Из дневника В.З. Коржа: «Заблудших надо спасать, выводить на верную дорогу. Фашисты стараются угрозами, обещаниями и лестью завербовать себе слепых исполнителей преступлений. Наша задача — открывать им глаза, бороться за души заблудших».


И он боролся, и открывал им глаза. В одной из многочисленных листовок партизан-«комаровцев» говорилось: «Изменники, опомнитесь! Вы еще не успели запачкать свои руки в крови. Полученное от немцев оружие поворачивайте против них, настоящих врагов, идите в партизаны, боритесь вместе с нами. Этим вы сможете смыть то позорное пятно, которое ляжет на вас, на ваши семьи». И полицаи поворачивали оружие против оккупантов, уходили в партизаны, искупали свою вину в боях с врагом.

В справке БШПД о деятельности в тылу врага Пинского партизанского соединения отмечалось: «Проведена большая работа по разложению немецких гарнизонов, в результате разложен казачий полк в г. Лунинце. Командир этого полка и 150 солдат с оружием перешли на сторону партизан. Разложен саперный батальон русско-немецких войск в городе Пинске. Командование батальона и 100 бойцов с оружием на автомашинах перешли на сторону партизан…»
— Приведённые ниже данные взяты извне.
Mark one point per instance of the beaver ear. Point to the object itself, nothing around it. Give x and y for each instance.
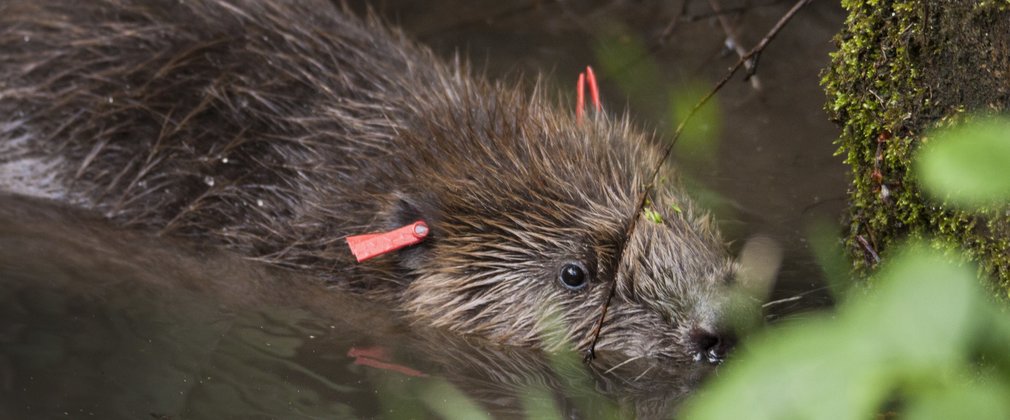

Следует отметить, что работа по разложению гарнизонов противника велась на основе четко скоординированных планов, предусматривавших соответствующий контроль и жесткую отчетность командиров партизанских бригад и отрядов перед Центром. Структура ее предполагала освещение следующих вопросов: с какими гарнизонами имеется связь, какую работу проводили, результат работы; количество перешедших на сторону партизан полицейских, добровольцев, самооховцев и их поведение в отряде; количество расстрелянных немецкими властями полицейских-добровольцев, самооховцев и других служебных лиц в результате проведения агентурных комбинаций; где, когда совершила диверсии партизанская агентура, ее клички и результат диверсий, а также некоторые другие…


Из воспоминаний В.З. Коржа: «Обком партии, командование Пинского партизанского соединения усилили работу по разложению войск противника и в особенности его националистических формирований. Мы хорошо знали, каким образом «вербовались» эти, так называемые, «добровольные», «освободительные», «казачьи» и прочие подразделения. Многие шли на вербовку умышленно, надеясь при первой возможности перейти к партизанам. Но мы знали и то, что некоторые наши люди, не сумев сохранить стойкость, катились по пути предательства до полной и подлой измены. Надо было оторвать от них все здоровое и случайно попавшее к фашистам.

В январе 1943 года комиссар отряда «За Родину», входившего в состав партизанской бригады имени Кирова, Александр Алексеевич Свитцов доложил командованию о том, что он установил контакт с людьми так называемого «казачьего» полка, сформированного фашистами. Мы заинтересовались этим полком и предложили Свитцову установить более тесные связи с ним.

Как же все было?

«Казачий» полк, сформированный фашистами в основном из военнопленных, большинство которых ни к каким казакам не имело даже самого отдаленного отношения, остановился в Лунинце. Один из его дивизионов расположился в деревне Дятловичи. Старостой в этой деревне по заданию комиссара А.А. Свитцова стал Александр Бушило. Партизаны выдвинули его сюда не случайно. Бушило хорошо знал немецкий язык, мог войти в доверие к гитлеровцам. Так и получилось. Фашисты считали старосту своим преданным слугой.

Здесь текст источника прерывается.